A review of My 60 Memorable Games by Bobby Fischer

Reviewed by Paul Kane

My 60 Memorable Games by Bobby Fischer
Batsford
October 2008, Pages: 384, Paperback; ISBN: 9781906388300

Except for the conversion from English descriptive to algebraic notation, this is an unaltered reissue of Bobby Fischer’s classic games collection, originally published in 1969. Naturally enough, it is a work of genius that hardly requires your reviewer’s recommendation. My 60 Memorable Games represents Fischer’s main piece of writing on chess, though there was an earlier book of games and there are other minor bits and bobs to be found elsewhere, which are hitherto uncollected (e.g. an article on the King’s Gambit, annotations to some few nineteenth century games).

Altogether, the book covers the period from 1957 to 1967, and so we miss out on Fischer’s thoughts regarding the games played when he was in his prime (roughly 1970-1972). Also, a few of the selected games are not Fischer’s best from this period. One can abide the inclusion of the three losses, because they were all played against world-class opponents (Tal, Spassky and Geller), but the game against Walther (number 9) is simply awful. Walther plays poorly, yet Fischer plays worse and should certainly have lost, though the game was eventually drawn.

That said, there are masterpieces here aplenty, chief among them perhaps the victory over Robert Byrne in the USA Championship 1963-1964. And a couple of the draws – against Tal at Leipzig 1960 and Gligorich at Bled 1961 – are spectacular. Of course, whatever the game under consideration, Fischer’s annotations are pretty much as good as it gets and always worth reading and studying. As a writer, he has a kind of hard-ass, New York voice – ‘It’s tough right down the line,’ he says at one point in a game played with Petrosian in 1958 – and his analyses are deep and (as we know from experience with past ‘improved’ editions of this book) invariably correct. Undoubtedly, they will give pleasure to all who love chess.

One could say much about Fischer’s life, though Fitzgerald’s ‘Show me a hero and I will write you a tragedy’ seems as good a summation as any. Or one could just plumb for the concluding remark that Fitzgerald gives to the owl-eyed mourner at Gatsby’s funeral. Of My 60 Memorable Games one can say that it will live and be read as long as chess is played.

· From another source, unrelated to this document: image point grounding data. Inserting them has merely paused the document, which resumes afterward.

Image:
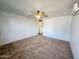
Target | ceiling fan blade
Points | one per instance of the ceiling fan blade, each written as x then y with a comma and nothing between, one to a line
45,15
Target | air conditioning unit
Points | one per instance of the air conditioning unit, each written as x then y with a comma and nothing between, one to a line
75,9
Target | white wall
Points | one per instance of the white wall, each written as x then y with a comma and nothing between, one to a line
14,27
75,36
58,27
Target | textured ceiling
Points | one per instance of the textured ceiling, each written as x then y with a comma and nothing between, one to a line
53,8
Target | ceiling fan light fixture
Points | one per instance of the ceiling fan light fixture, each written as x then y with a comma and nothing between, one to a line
38,16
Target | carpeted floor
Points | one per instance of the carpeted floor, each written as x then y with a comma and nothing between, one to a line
37,47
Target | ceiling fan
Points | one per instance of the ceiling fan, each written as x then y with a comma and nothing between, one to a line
39,14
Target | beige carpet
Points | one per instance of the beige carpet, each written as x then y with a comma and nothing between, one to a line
37,47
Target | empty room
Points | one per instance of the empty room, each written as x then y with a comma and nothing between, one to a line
39,29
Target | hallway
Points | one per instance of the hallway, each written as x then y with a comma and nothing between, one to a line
37,47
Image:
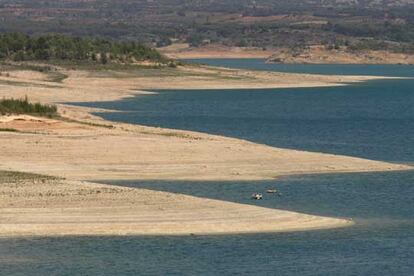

As a product of the human mind, it should be placed alongside Euclid’s Elements and the sonnets of Shakespeare. It is an engaging, analytical, above all veridical work of genius.

And speaking of veridicality, the epigraph that opens the book (Lasker’s ‘On the chessboard lies and hypocrisy do not survive long…’) likewise expresses a concern for truth, but perhaps it was put there for another reason too. It could be construed as Fischer’s apology to a world champion whom he had, in his earlier years, rashly and wrongly described as ‘a coffeehouse player’. Certainly, it is not beyond the bounds of possibility.